Mira melihat ke arah luar, mengikuti tatapan Ben. Matanya melotot mendapati pemandangan yang kini tersaji di hadapannya itu.
Bukan pertama kali ia melihat kerumunan orang. Mira biasa melihatnya saat ikut antri pembagian sembako di depan rumah caleg atau sekedar orang kaya yang dermawan.
Tapi kali ini berbeda.
Kerumunan orang-orang itu tampak lebih rapih, tidak ada yang memakai kaos bergambar parpol. Mayoritas mengenakan kemeja dan sepatu.
Beberapa tampak mengenakan setelan blazer. Ada yang memegang microphone, ada pula yang membawa kamera.
Meski belum pernah bertemu mereka sebelumnya, Mira segera tahu bahwa orang-orang itu sedang mengincarnya karena gosip yang beredar hari ini.
"Tidak perlu masuk. Kami akan keluar dulu," jawab Ben.
"K-kami siapa?" Mira tersentak, kaget.
"Tentu saja kita. Kita harus memberi klarifikasi sebelum gosip semakin kemana-mana."
"Tapi aku belum pernah masuk TV."
"Kamu adalah Mira Mahalia Bratadikara."
Oh iya, aku bukan Mira Dania sekarang.
"T-tapi aku lupa caranya diwawancarai."
"Yang perlu kamu lakukan hanya diam, sisanya serahkan padaku."

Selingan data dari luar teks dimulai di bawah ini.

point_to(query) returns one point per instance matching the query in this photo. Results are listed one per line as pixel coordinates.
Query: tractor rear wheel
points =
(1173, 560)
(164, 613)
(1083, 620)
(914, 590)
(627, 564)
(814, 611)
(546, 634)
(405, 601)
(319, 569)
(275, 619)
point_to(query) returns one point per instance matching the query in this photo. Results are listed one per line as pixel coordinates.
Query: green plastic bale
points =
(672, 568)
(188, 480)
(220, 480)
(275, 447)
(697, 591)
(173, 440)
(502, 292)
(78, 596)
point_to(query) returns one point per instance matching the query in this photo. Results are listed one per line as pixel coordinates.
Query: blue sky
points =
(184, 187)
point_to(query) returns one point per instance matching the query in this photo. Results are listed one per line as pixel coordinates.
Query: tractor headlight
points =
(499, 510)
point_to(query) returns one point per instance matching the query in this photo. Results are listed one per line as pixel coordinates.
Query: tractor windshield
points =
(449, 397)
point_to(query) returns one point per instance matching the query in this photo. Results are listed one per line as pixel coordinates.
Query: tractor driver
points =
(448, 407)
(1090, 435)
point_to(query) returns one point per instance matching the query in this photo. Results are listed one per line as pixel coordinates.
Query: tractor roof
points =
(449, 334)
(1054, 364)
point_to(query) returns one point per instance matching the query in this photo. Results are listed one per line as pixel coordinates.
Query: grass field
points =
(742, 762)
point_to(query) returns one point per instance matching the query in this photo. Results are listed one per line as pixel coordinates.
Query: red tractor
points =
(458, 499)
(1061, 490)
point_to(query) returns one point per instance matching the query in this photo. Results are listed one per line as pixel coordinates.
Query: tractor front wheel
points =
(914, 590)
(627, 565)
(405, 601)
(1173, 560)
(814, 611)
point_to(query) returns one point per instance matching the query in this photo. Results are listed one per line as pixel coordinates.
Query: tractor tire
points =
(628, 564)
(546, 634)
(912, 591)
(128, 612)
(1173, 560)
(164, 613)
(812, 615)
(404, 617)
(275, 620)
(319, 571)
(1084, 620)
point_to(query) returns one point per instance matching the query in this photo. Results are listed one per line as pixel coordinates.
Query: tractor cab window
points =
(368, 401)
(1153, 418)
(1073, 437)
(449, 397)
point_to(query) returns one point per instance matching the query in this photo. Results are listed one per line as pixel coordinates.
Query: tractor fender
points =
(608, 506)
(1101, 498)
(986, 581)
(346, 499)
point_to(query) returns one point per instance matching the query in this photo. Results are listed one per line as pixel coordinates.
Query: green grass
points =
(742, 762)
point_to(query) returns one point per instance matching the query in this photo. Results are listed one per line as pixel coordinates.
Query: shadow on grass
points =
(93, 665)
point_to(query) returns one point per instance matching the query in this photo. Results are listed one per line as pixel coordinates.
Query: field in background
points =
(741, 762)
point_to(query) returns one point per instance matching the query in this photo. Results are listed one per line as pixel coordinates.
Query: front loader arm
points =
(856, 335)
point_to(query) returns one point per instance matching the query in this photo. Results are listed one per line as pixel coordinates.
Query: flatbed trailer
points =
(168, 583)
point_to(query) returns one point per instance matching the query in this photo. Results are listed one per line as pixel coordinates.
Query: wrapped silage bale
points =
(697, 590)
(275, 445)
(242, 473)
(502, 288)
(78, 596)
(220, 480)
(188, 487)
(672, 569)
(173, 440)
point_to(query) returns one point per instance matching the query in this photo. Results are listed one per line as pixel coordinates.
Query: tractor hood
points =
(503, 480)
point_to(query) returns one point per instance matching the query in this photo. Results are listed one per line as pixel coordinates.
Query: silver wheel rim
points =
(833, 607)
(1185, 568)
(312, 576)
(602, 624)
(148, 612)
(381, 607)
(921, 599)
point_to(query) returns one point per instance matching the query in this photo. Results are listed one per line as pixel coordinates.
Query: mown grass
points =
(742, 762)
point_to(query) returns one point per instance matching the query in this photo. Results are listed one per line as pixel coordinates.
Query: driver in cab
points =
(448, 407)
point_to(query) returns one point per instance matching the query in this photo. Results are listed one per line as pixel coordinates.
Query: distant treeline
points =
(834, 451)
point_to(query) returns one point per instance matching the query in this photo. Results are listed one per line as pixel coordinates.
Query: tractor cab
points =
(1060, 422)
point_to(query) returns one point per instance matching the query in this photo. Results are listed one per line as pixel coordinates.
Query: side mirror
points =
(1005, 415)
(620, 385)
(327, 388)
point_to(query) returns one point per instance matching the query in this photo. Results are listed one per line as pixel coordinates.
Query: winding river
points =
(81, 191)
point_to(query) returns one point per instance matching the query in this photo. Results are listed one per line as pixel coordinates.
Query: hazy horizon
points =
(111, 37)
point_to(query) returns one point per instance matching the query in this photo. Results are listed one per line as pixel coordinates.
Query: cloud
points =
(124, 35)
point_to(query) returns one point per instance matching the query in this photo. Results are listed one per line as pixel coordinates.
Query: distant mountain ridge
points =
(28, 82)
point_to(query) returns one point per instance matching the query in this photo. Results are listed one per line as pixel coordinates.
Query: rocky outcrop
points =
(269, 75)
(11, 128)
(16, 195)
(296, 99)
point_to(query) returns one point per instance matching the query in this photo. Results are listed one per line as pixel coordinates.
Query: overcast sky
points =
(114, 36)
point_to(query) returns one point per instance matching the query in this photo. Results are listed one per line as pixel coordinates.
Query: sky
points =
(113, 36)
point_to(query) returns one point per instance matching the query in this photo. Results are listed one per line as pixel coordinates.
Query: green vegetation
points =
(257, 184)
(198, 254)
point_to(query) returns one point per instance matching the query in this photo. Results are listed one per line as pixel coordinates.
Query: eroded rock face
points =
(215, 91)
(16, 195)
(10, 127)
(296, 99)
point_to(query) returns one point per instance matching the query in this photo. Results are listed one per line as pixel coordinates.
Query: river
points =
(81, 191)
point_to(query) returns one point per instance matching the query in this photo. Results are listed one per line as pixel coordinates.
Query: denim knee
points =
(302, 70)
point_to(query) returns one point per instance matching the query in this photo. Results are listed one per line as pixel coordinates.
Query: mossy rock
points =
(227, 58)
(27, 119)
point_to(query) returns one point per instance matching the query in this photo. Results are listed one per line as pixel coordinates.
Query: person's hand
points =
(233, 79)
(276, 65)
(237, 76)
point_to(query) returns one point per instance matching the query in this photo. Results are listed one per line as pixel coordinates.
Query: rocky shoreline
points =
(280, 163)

Mira menelan air liur untuk mengurangi rasa gugup yang tiba-tiba melanda.
Wanita itu mencoba tenang saat keluar dari mobil, mengekor Ben yang menggandengnya.

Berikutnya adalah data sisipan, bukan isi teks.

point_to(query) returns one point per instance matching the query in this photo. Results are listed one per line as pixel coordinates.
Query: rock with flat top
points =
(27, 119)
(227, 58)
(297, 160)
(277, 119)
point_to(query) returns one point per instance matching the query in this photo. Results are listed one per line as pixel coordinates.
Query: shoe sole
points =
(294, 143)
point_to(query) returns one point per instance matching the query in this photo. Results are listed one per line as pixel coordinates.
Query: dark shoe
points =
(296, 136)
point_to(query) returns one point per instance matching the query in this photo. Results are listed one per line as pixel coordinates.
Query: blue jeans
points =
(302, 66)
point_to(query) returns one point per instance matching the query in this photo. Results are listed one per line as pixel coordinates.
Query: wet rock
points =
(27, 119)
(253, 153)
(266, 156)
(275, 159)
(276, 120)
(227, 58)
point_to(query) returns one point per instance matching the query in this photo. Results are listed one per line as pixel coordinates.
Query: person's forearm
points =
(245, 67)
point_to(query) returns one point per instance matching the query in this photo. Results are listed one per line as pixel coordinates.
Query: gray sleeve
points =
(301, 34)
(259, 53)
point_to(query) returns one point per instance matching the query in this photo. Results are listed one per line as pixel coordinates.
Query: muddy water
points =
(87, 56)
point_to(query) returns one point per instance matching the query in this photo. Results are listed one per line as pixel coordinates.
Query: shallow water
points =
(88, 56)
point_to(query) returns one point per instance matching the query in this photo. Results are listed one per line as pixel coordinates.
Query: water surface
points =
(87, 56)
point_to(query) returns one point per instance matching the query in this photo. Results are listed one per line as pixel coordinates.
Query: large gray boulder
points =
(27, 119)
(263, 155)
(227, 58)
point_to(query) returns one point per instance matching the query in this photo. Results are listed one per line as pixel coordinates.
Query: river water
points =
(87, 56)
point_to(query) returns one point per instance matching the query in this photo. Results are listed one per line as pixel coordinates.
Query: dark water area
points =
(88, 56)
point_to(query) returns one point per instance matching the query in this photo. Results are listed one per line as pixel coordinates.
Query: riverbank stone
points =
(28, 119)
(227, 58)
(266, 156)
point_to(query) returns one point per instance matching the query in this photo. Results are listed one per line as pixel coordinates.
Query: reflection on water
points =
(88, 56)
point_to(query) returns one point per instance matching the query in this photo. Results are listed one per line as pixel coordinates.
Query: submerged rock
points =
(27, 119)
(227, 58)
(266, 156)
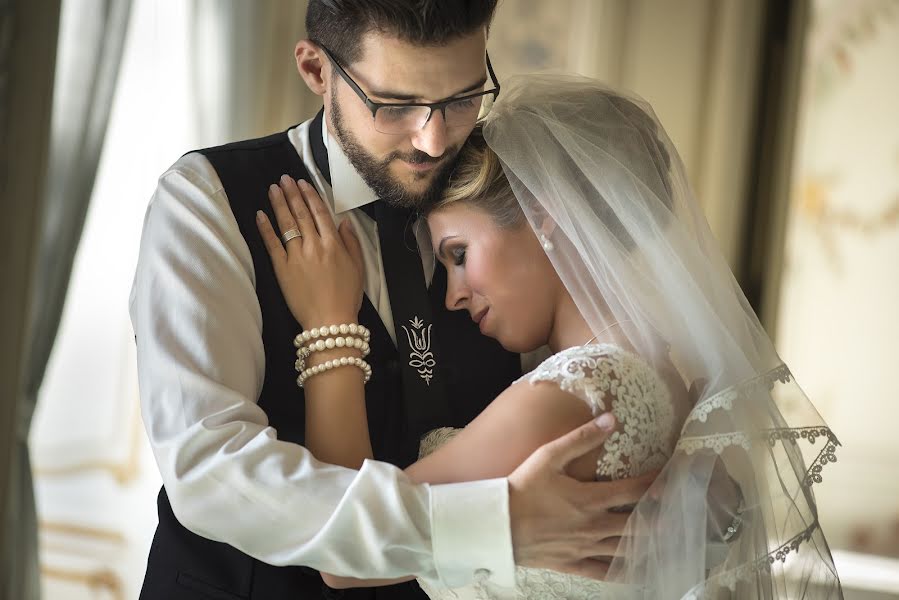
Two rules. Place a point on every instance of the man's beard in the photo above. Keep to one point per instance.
(375, 172)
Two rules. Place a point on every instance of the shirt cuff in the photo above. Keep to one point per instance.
(471, 533)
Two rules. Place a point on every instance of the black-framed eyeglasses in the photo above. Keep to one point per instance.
(400, 118)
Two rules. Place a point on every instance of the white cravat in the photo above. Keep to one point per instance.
(198, 327)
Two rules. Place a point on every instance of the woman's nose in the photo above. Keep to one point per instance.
(456, 294)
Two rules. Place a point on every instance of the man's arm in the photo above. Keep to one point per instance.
(200, 362)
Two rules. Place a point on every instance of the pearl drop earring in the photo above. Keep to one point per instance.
(546, 243)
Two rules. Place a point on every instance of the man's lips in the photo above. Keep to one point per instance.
(418, 166)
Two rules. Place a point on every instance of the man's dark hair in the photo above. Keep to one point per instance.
(340, 25)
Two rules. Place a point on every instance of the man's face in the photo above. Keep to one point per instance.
(405, 169)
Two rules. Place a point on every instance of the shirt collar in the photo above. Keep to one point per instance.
(348, 188)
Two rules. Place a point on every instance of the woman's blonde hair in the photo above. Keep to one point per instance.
(478, 179)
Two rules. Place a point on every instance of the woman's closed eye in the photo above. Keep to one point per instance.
(458, 256)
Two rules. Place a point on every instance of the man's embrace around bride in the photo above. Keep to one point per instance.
(567, 222)
(247, 511)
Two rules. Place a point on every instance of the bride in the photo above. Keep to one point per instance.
(569, 223)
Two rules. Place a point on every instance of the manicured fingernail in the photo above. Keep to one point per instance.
(605, 421)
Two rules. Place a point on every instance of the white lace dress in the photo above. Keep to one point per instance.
(606, 377)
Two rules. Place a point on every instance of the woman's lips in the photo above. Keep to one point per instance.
(480, 319)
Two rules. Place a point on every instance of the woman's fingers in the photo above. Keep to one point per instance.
(297, 205)
(351, 242)
(283, 215)
(271, 240)
(324, 223)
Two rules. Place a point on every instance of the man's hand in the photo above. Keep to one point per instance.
(561, 523)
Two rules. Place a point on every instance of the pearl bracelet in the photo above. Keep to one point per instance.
(343, 361)
(331, 331)
(320, 345)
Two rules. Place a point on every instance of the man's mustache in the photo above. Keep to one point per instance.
(417, 157)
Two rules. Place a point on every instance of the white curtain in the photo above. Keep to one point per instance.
(87, 61)
(243, 73)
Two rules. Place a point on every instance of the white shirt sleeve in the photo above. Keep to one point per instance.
(198, 327)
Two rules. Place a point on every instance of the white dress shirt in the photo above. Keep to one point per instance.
(229, 478)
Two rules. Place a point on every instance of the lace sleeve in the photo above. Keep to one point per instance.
(608, 378)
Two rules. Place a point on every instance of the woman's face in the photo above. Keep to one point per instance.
(502, 277)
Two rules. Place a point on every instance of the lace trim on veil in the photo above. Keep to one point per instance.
(724, 400)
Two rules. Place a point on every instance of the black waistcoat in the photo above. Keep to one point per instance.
(183, 565)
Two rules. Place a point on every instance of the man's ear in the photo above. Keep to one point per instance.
(311, 66)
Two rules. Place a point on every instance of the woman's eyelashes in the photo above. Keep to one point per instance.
(458, 256)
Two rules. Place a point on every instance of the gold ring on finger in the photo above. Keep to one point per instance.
(290, 234)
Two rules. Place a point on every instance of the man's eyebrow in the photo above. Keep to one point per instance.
(440, 245)
(395, 95)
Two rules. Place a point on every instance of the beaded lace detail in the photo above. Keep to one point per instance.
(605, 377)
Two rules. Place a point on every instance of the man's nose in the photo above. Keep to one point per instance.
(432, 137)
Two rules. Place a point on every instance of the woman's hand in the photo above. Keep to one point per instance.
(320, 272)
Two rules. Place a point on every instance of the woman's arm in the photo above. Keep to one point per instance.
(520, 420)
(320, 275)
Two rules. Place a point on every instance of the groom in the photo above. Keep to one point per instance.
(245, 510)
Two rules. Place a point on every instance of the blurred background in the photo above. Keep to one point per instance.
(784, 111)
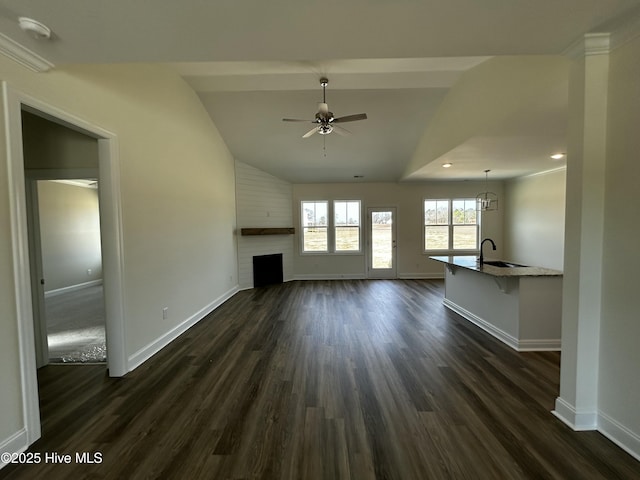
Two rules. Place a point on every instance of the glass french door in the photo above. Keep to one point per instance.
(381, 226)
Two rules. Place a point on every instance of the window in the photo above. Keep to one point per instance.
(314, 226)
(450, 224)
(347, 225)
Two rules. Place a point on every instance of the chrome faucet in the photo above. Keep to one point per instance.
(493, 245)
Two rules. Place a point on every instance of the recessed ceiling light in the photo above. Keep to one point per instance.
(37, 30)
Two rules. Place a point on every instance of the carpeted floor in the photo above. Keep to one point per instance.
(76, 326)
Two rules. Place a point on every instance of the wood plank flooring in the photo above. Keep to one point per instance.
(322, 380)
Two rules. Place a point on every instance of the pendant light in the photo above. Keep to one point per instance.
(486, 201)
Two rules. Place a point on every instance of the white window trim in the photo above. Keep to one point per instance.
(331, 240)
(333, 228)
(302, 227)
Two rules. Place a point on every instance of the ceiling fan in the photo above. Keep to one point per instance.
(324, 119)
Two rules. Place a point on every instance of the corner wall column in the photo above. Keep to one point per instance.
(577, 404)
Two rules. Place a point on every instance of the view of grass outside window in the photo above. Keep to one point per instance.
(450, 224)
(315, 215)
(347, 225)
(381, 240)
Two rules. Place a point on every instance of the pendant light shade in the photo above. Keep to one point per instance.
(486, 201)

Bak permen gula yang jatuh diantara lautan semut, tak butuh waktu lama keduanya segera diserbu para wartawan yang sudah menunggu sejak beberapa jam lalu.
"Bagaimana pendapat anda tentang isu yang beredar, Tuan Ben?"
"Apa benar, Nyonya berselingkuh dengan keponakan Tuan Ben sendiri?"
"Mengapa Nyonya pergi ke hotel berdua dengan pria lain?"
Bibir Mira pucat seketika. Tak pernah berada di situasi seperti ini, membuatnya sangat shock.
Orang-orang yang berebut mengajukan pertanyaan, terus mendorong tubuh kurusnya itu hingga membuat Mira semakin terpojok. Ia terjebak diantara lautan wartawan dan salah satu sisi mobilnya.
Di saat itulah, Ben merangkul Mira sambil mencoba menahan serangan wartawan. Beberapa pengawal lantas melingkar, melindungi Tuan dan Nyonyanya.
Dalam hitungan detik, rasa takut Mira berganti dengan debaran kencang yang terasa di jantungnya.
Ben menarik pinggang Mira mendekat, lantas melumat bibir Mira begitu saja di depan semua orang. Dengan ganas.
Begitu panas, sampai-sampai wartawan yang awalnya brutal itu, terpaku seketika. Berganti dengan serangan lampu kilat dari puluhan kamera yang seolah tak mau ketinggalan mengabadikan momen itu.